Six RCTs met the inclusion criteria for the review (n=1,489 participants randomised, of which 1,426 patients completed at least one pain assessment and were included in intention-to-treat analyses; 831 patients completed the trials). Three trials received a high quality score, and three trials a medium quality score. Sample size estimations were reported in five trials. Methods for randomisation and allocation concealment were reported in four trials. External validity was rated high in the one trial of malignant pain, medium in three trials and low in two trials.

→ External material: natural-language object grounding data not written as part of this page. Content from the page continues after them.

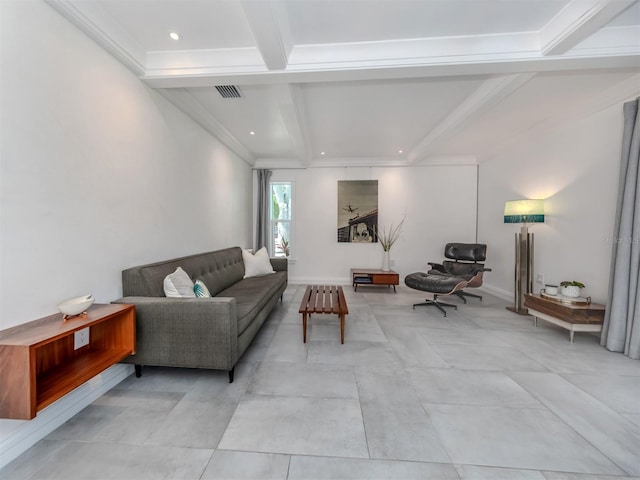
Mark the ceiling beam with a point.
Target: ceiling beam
(270, 26)
(575, 22)
(89, 17)
(291, 104)
(627, 89)
(487, 95)
(189, 105)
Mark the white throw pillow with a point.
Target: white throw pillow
(200, 289)
(178, 285)
(258, 264)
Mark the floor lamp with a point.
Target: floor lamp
(524, 212)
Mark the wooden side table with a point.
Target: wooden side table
(575, 318)
(40, 363)
(369, 276)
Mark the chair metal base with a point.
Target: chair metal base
(463, 294)
(437, 304)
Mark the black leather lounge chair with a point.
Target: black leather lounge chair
(452, 276)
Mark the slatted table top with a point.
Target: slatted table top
(324, 299)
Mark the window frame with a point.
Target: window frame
(275, 222)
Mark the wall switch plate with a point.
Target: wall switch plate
(81, 338)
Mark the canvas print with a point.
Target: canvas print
(357, 211)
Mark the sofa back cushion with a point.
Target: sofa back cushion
(218, 270)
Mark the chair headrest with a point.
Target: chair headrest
(472, 252)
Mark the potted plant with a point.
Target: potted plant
(571, 288)
(284, 245)
(387, 238)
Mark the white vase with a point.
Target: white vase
(386, 261)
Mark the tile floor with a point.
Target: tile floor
(480, 394)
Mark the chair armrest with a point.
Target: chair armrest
(437, 267)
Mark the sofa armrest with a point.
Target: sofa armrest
(197, 332)
(280, 264)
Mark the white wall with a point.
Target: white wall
(440, 206)
(98, 172)
(575, 169)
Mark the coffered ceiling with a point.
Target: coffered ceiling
(374, 82)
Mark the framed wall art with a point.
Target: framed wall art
(357, 211)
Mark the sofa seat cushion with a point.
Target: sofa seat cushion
(252, 294)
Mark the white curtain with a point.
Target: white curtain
(621, 330)
(263, 209)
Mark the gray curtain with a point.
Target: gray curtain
(264, 203)
(621, 330)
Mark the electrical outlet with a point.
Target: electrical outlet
(80, 338)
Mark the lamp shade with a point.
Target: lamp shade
(524, 211)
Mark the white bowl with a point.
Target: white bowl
(76, 306)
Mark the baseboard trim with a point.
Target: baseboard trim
(17, 436)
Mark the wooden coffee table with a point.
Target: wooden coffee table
(323, 299)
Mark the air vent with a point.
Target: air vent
(228, 91)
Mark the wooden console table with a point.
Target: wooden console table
(575, 318)
(40, 364)
(368, 276)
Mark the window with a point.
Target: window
(281, 201)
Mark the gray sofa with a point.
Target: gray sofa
(200, 332)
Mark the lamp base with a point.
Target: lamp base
(519, 311)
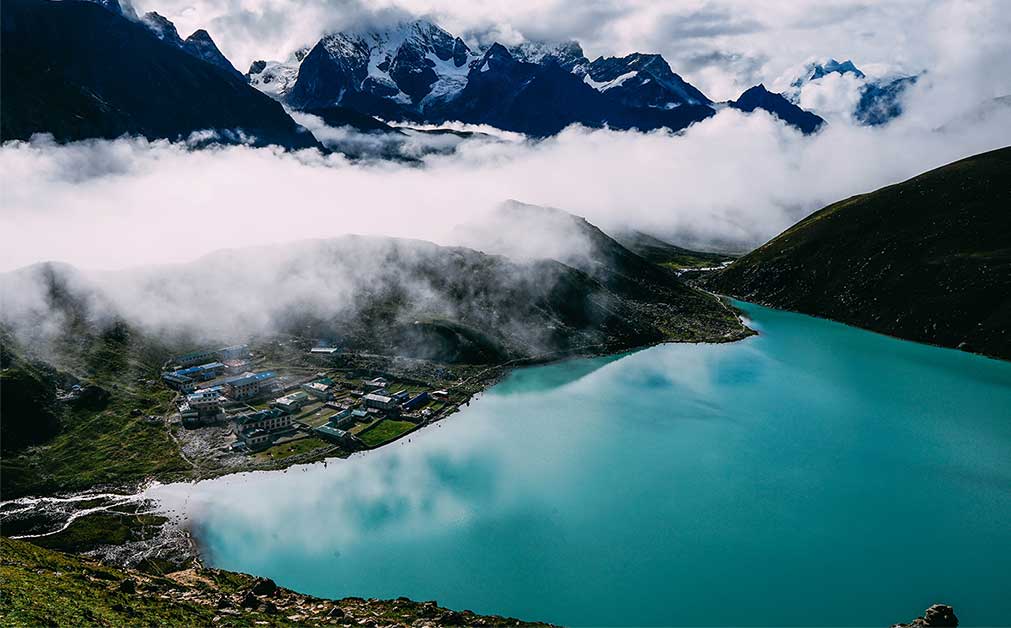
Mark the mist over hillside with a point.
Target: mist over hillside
(379, 294)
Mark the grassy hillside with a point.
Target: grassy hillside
(44, 588)
(927, 260)
(668, 255)
(102, 436)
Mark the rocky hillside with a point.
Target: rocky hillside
(41, 587)
(927, 260)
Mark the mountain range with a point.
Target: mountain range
(77, 69)
(880, 98)
(416, 71)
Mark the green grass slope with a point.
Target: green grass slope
(927, 260)
(46, 588)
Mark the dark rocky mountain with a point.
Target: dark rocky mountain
(881, 98)
(77, 70)
(567, 55)
(401, 69)
(882, 102)
(202, 47)
(642, 81)
(416, 71)
(926, 260)
(198, 45)
(336, 115)
(758, 97)
(665, 254)
(543, 99)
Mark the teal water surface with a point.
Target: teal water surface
(816, 474)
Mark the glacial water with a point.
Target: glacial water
(816, 474)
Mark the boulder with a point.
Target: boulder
(937, 616)
(264, 587)
(128, 586)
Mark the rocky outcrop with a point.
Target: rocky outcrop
(937, 615)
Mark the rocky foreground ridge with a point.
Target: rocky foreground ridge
(42, 588)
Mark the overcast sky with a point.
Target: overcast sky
(721, 46)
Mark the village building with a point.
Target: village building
(255, 439)
(235, 352)
(417, 401)
(322, 389)
(291, 402)
(380, 401)
(376, 383)
(324, 350)
(270, 420)
(236, 366)
(400, 395)
(248, 385)
(194, 357)
(179, 382)
(206, 401)
(342, 419)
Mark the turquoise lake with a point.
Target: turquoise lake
(815, 474)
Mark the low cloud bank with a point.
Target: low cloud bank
(731, 181)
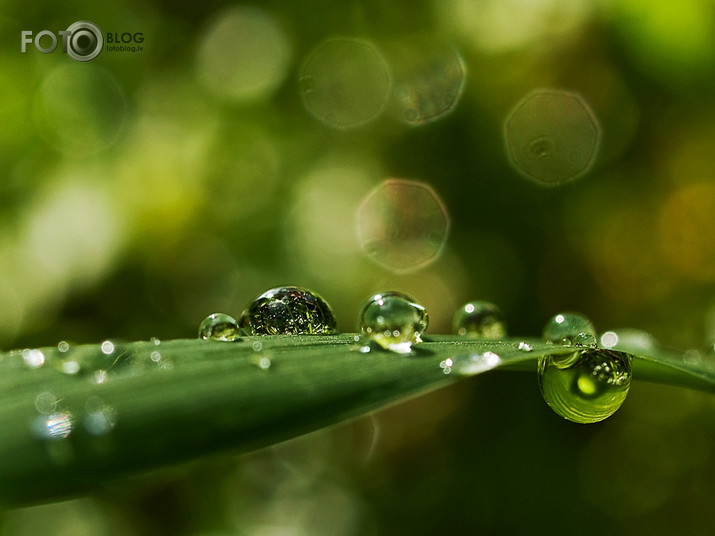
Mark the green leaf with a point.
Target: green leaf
(72, 421)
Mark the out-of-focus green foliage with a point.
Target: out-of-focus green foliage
(143, 190)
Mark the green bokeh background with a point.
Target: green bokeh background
(137, 197)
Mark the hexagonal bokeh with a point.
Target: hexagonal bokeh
(402, 225)
(552, 136)
(345, 83)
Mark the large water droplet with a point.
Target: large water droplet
(219, 327)
(586, 386)
(393, 320)
(479, 319)
(552, 136)
(402, 225)
(571, 329)
(345, 83)
(288, 310)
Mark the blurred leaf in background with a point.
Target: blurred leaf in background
(143, 190)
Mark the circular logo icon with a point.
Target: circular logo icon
(85, 41)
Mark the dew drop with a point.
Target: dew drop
(219, 327)
(631, 340)
(393, 320)
(54, 425)
(288, 310)
(552, 136)
(585, 386)
(572, 329)
(33, 358)
(479, 320)
(100, 418)
(471, 364)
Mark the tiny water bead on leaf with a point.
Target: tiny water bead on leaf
(479, 319)
(393, 320)
(571, 329)
(288, 310)
(345, 83)
(585, 386)
(219, 327)
(402, 225)
(552, 136)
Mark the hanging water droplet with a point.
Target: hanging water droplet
(393, 320)
(219, 327)
(585, 386)
(479, 319)
(570, 329)
(288, 310)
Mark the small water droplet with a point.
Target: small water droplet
(219, 327)
(479, 319)
(631, 340)
(585, 386)
(100, 376)
(53, 426)
(288, 310)
(100, 418)
(471, 364)
(33, 358)
(570, 329)
(393, 320)
(70, 367)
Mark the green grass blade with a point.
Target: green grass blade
(75, 420)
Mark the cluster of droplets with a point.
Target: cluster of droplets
(587, 384)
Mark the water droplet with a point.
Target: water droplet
(219, 327)
(288, 310)
(570, 329)
(100, 418)
(53, 426)
(471, 364)
(402, 225)
(393, 320)
(345, 83)
(480, 319)
(33, 358)
(631, 340)
(552, 136)
(585, 386)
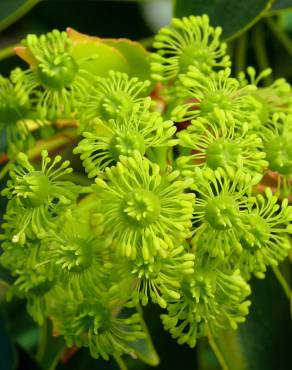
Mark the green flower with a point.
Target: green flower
(36, 197)
(140, 131)
(202, 94)
(14, 110)
(218, 211)
(34, 283)
(158, 279)
(275, 98)
(214, 143)
(265, 239)
(112, 98)
(277, 138)
(91, 323)
(54, 78)
(185, 42)
(76, 259)
(211, 300)
(142, 211)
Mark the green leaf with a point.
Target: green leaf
(281, 6)
(95, 56)
(263, 341)
(12, 10)
(135, 54)
(4, 286)
(234, 17)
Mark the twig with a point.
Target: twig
(217, 351)
(120, 362)
(282, 281)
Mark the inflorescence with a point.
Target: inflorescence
(182, 219)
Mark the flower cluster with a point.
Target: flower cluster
(175, 211)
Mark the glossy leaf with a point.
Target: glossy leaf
(234, 17)
(262, 342)
(135, 54)
(95, 56)
(281, 5)
(12, 10)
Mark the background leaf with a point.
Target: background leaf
(12, 10)
(233, 16)
(264, 340)
(281, 5)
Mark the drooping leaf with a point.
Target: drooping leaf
(281, 5)
(233, 16)
(12, 10)
(135, 54)
(263, 341)
(95, 56)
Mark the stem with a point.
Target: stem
(5, 169)
(7, 52)
(261, 52)
(56, 142)
(18, 13)
(282, 281)
(147, 42)
(216, 351)
(120, 362)
(240, 58)
(42, 342)
(281, 36)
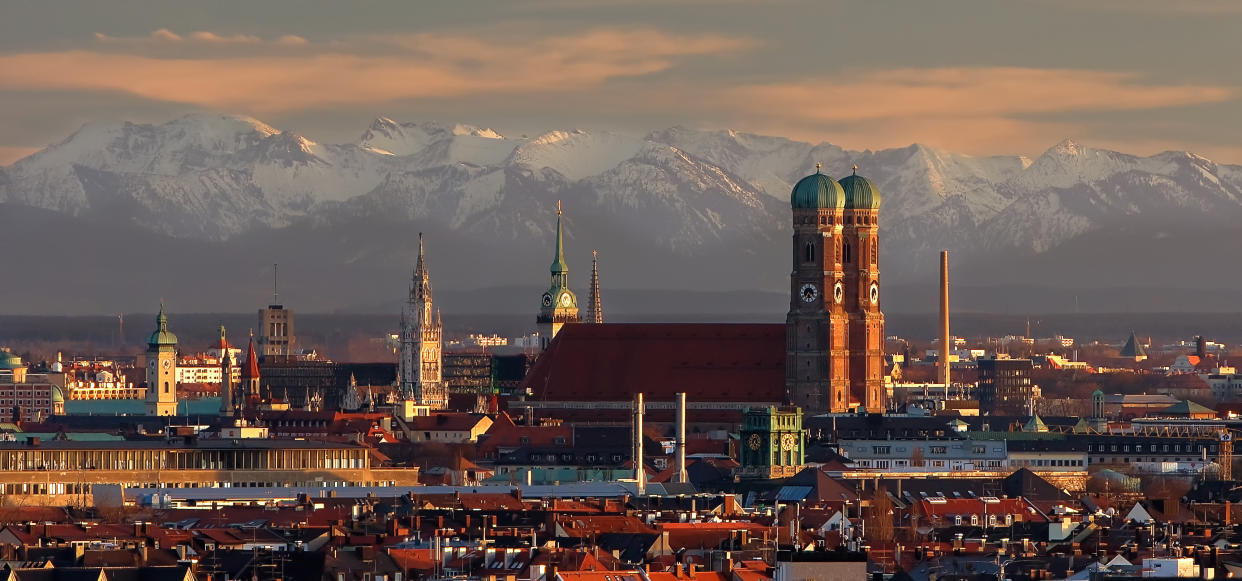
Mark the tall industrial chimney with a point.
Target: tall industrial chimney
(681, 440)
(945, 346)
(640, 476)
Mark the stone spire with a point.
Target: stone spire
(226, 363)
(594, 308)
(420, 286)
(559, 270)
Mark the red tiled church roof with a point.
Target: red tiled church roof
(708, 361)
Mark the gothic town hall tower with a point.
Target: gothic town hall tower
(835, 330)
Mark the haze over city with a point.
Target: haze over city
(620, 291)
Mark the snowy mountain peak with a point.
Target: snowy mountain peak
(1067, 148)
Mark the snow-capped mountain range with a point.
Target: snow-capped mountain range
(687, 205)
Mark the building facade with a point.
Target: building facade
(835, 329)
(773, 443)
(29, 396)
(558, 306)
(276, 338)
(1005, 386)
(62, 472)
(422, 343)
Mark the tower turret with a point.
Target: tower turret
(816, 349)
(162, 369)
(421, 343)
(250, 373)
(594, 308)
(866, 337)
(226, 366)
(559, 304)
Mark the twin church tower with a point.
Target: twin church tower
(835, 330)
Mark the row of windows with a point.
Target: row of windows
(1046, 462)
(933, 450)
(1103, 459)
(1165, 447)
(974, 520)
(827, 220)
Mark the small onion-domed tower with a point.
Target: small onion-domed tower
(866, 335)
(162, 369)
(816, 364)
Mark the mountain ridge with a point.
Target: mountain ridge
(675, 209)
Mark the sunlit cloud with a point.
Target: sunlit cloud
(983, 109)
(10, 154)
(416, 66)
(200, 36)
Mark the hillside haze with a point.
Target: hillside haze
(196, 210)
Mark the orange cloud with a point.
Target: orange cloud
(984, 109)
(424, 66)
(10, 153)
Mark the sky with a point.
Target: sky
(976, 77)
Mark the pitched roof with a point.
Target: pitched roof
(1186, 407)
(743, 363)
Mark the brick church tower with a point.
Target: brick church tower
(866, 334)
(816, 358)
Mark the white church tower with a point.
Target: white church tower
(162, 369)
(421, 344)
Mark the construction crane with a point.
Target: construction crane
(1225, 457)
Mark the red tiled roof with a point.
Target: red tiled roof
(708, 361)
(950, 507)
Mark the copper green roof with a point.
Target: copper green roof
(817, 191)
(861, 194)
(1035, 425)
(1186, 407)
(162, 335)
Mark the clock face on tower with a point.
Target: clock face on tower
(809, 292)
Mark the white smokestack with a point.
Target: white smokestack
(945, 343)
(640, 476)
(681, 440)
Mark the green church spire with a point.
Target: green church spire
(559, 270)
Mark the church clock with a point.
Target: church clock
(809, 293)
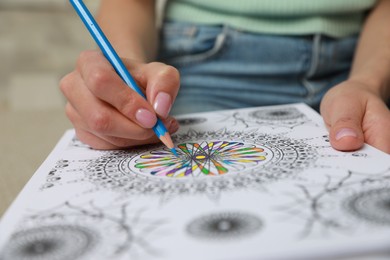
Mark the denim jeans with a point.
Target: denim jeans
(224, 68)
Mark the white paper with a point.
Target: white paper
(256, 183)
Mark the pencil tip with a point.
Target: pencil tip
(166, 139)
(173, 150)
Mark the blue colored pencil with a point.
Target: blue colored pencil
(117, 63)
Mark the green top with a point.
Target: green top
(336, 18)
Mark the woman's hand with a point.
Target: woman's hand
(354, 114)
(108, 114)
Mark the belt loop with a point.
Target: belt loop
(315, 55)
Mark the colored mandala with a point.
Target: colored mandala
(202, 159)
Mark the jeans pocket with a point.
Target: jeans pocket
(185, 44)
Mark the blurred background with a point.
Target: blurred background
(39, 43)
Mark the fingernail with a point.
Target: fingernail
(145, 118)
(345, 132)
(174, 126)
(162, 104)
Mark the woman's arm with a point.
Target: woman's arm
(105, 112)
(355, 110)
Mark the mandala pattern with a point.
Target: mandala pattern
(191, 121)
(225, 225)
(202, 159)
(206, 165)
(281, 114)
(372, 205)
(54, 242)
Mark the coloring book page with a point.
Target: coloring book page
(254, 183)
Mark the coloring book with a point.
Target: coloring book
(253, 183)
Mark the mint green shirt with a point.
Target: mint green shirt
(336, 18)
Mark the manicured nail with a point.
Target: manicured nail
(162, 104)
(145, 118)
(345, 132)
(174, 126)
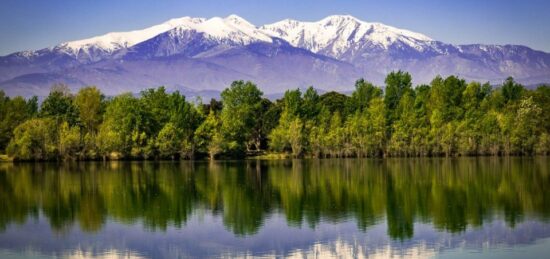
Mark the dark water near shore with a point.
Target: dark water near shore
(421, 208)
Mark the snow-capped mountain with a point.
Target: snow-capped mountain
(207, 54)
(343, 35)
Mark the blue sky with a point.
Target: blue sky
(26, 24)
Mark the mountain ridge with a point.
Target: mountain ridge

Oxymorphone in chronic non-malignant pain (five RCTs; n=1,384 patients analysed): The analgesic effect of 20mg of oxymorphone did not differ from placebo (one trial). Pain intensity was significantly reduced for oxycodone compared to placebo groups for doses of: 40mg (-12.41, 95% CI -21.42 to -3.39; two RCTs) with considerable heterogeneity; doses of 80mg (-15.27, 95% CI -21.59 to -8.95; four trials) with considerable heterogeneity; and doses of 100mg (-12.20, 95% CI -20.90 to -3.50; one RCT). Most of the adverse events were those commonly observed with opioid treatment, with constipation occurring at the highest rate. The authors stated that the drop-out rates due to adverse events were high in trials of non-malignant pain (rates were above 30% in three trials).
Oxymorphone in malignant pain (one RCT; n=42 randomised patients): In this crossover trial, pain was well controlled and indistinguishable for oxymorphone and oxycodone. Adverse events were mild to moderate and related to the opioids.